Special features: A digital copy of the film, a 3D presentation of the film, a music video, an all-new short, the original “Frankenweenie” short, and one featurette.
“Dredd”: Adaptation of John Wagner and Carlos Ezquerra’s long running 2000AD comic strip “Judge Dredd”, wherein the title character (Karl Urban), a supremely hard-core lawman, plays judge, jury, and executioner in futuristic dystopia. As with most comic book adaptations, the film is really just a mélange of elements including a relatively faithful representation of the main character, a comic book flavored visual aesthetic, and mix bag narrative drawn from the property’s decades long history. While having its lunch eaten by thematically similar “The Raid: Redemption” and suffering from an over reliance on slow motion, color saturated SFX, the film is an entertaining pop art actioner that’s anchored by strong leading performances from Urban and co-star Olivia Thirlby. “Dredd” is a rare film that could have used a bit more senseless violence. Read my full review here. Also starring Wood Harris, Lena Headey, and Domhnall Gleason.
Special features: A digital copy of the film, a 3D presentation of the film, a motion comic prequel and seven featurettes.
“House at the End of the Street”: Elizabeth Shue moves her young daughter (Jennifer Lawrence) into a cheap house in a nice neighbor, foolishly expecting the fact that the house was massively discounted because years earlier it had been the site of a brutal multiple homicide. As with every other horror that’s shared this premise, things get pretty rough on the home’s new occupants. The film is a typical piece of C grade schlock that just happens to star a newly minted A lister, its only notable quality being how egregiously it sexualized Lawrence. Also starring Max Thieriot, Gil Bellows, and Eva Link.
Special features: An unrated version of the film.

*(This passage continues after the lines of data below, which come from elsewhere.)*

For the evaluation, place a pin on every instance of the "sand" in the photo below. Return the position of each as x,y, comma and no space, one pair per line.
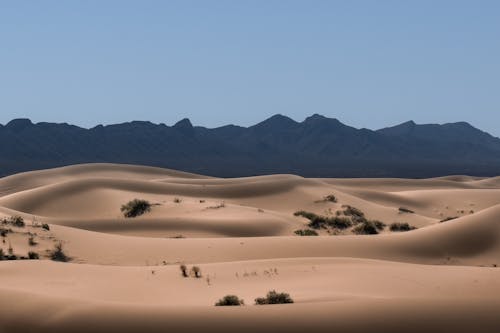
124,273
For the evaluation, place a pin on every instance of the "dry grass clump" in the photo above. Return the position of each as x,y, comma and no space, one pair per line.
58,254
230,300
401,226
135,208
274,297
306,232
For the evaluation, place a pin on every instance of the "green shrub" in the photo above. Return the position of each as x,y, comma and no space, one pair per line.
58,254
449,219
17,221
196,271
339,222
33,255
230,300
135,208
274,297
183,269
306,232
330,198
401,226
368,228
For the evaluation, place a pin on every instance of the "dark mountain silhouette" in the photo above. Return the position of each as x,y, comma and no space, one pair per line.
316,147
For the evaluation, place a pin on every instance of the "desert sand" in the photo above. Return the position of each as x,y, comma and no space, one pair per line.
124,276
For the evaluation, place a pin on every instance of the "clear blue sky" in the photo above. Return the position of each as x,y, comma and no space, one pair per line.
368,63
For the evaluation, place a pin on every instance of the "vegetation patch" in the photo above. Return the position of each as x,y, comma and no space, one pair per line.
401,226
58,253
135,208
306,232
368,228
230,300
274,297
449,218
405,210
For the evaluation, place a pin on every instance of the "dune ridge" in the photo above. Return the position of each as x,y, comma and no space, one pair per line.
124,272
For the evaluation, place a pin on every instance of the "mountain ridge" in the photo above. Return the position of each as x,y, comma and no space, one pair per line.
316,147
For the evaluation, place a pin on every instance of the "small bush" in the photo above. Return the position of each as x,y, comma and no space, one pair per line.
330,198
449,218
183,269
306,232
135,208
33,255
196,271
401,226
274,297
368,228
405,210
32,241
17,221
230,300
58,253
339,222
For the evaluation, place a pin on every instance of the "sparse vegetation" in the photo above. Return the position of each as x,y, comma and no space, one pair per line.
368,228
196,271
274,297
401,226
405,210
33,255
230,300
330,198
32,241
183,269
135,208
16,221
58,253
306,232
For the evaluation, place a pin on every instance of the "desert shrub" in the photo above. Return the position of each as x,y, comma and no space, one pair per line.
306,232
58,253
330,198
307,215
401,226
32,241
17,221
135,208
33,255
368,228
339,222
183,269
274,297
4,232
196,271
230,300
405,210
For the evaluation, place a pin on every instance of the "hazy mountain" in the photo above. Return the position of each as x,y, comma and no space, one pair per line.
318,146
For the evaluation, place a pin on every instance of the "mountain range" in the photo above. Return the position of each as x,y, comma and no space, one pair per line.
317,147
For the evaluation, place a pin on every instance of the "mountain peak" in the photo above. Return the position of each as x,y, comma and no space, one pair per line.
19,124
184,126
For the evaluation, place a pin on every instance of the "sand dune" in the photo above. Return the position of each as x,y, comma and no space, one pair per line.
124,272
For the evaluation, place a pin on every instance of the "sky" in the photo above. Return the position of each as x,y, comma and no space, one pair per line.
370,64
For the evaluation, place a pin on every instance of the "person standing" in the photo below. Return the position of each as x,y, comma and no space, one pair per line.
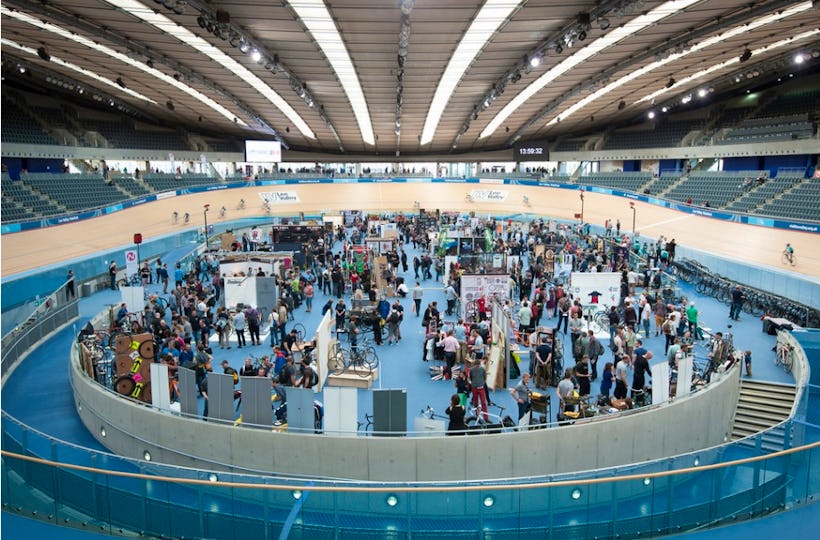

“Hit & Run”: Dax Shepard writes, stars, and co-directors this ‘70s throwback action comedy about a witness protection attendee (Shepard) who leaves the program to help his girlfriend (Kristen Bell) get to an out-of-state job interview, which sets his vengeful old crew chief (Bradley Cooper) after him. While not a groundbreaking genre revival, the film is a charming road movie with a more than a few, largely unseemly laughs. Clearly the film is passion project for Shepard but it could have benefited from a less laid back, more assured leading performance. Like “Pineapple Express”, the film places an everyday schlub in an action movie context to comedic effect and it works better in this film then it did there but it’s still unfulfilling to watch uncharismatic lead bungle through standard action tropes. Also starring Kristen Chenoweth, Tom Arnold, and Beau Bridges.
Special features: A digital copy of the film, deleted scenes, and three featurettes.
“Stolen”: Nicolas Cage stars as an ex-thief whose estranged daughter is kidnapped by his deranged ex-partner (Josh Lucas) who demands that he produce the ten million dollars they stole on their last job. Of course Cage doesn’t have the money and is forced to rob a bank to get the money which is a premise that would have might have made for an exciting action movie in the hands of a director like Pierre Morel or the Neveldine/Taylor team but “Stolen” is directed by hack action filmmaker Simon West so it has all the intelligence and visual dynamism of a ‘90s Sprite commercial. Hopefully, Cage will sort out his financial situation soon so he can stop saying yes to every single script that crosses his agent’s desk. Also starring Malin Ackerman, Danny Huston, and Samu Gayle.
Special features: A digital copy of the film, a making of and two featurettes.